During review of this manuscript, Pinto et al.45 reported an analysis of rare CNVs in ASD cases relative to healthy controls. Both studies are consistent with the presence of many novel and previously reported loci, each with only a small number of distinct CNVs observed in the subjects considered. In comparing our results with the study of Pinto et al,45 there is little overlap between the sets of individual genes suggested as ASD candidates. These differences may be because of our exclusive focus on inherited events or might further support the presence of a substantial pool of potential ASD risk loci. Encouragingly, pathway enrichment findings between the two studies show greater consistency, with enrichment found in cell adhesion, central nervous system development, synaptic function and glutamate-mediated neuronal signaling processes. A follow-up study comparing inherited and de novo CNV functional attributes would allow determination of the degree to which each CNV class is functionally distinct.

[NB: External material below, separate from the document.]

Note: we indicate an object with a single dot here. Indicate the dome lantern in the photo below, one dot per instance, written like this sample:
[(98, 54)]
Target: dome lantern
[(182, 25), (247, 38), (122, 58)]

Our results are consistent with the hypothesis that inherited autism risk is genetically highly heterogeneous, both from our observations of a lack of autism-specific CNVs overlapping any single gene in our analysis, and the lack of overlap between gene sets represented by the same autism-enriched functional terms in our two cohorts. Better estimates of the number of genes that can potentially confer risk, and the number of risk alleles typically required to confer sufficient risk in an individual, await higher-resolution genomic studies in larger cohorts, as well as platforms that more fully consider common CNVs. Our method, which has yielded results similarly consistent with disease-specific pathophysiology for attention deficit hyperactivity disorder,18 may be a viable approach for identifying risk signatures across functionally related processes. Caveats of this approach include insufficient specificity to identify individual candidate genes within moderate cohort sizes, and reliance upon incomplete and potentially biased gene knowledge. In addition, our approach only considered ASD variants not found in controls, which may oversimplify the biological role that certain variants might contribute to ASD etiology and is also dependent upon control cohort size. However, our results do consistently and independently implicate possible pathways, functions and gene sets that can be readily investigated by follow-up genomic and experimental investigation. Recent studies have implicated individual genes associated with synaptic function, including several neuroligands, as well as indications of glutamatergic pathway involvement.8, 13 Our current results extend these findings and, more importantly, for the first time provide statistical evidence that synaptic function and glutamate-mediated neurotransmission are contributing factors in autism etiology.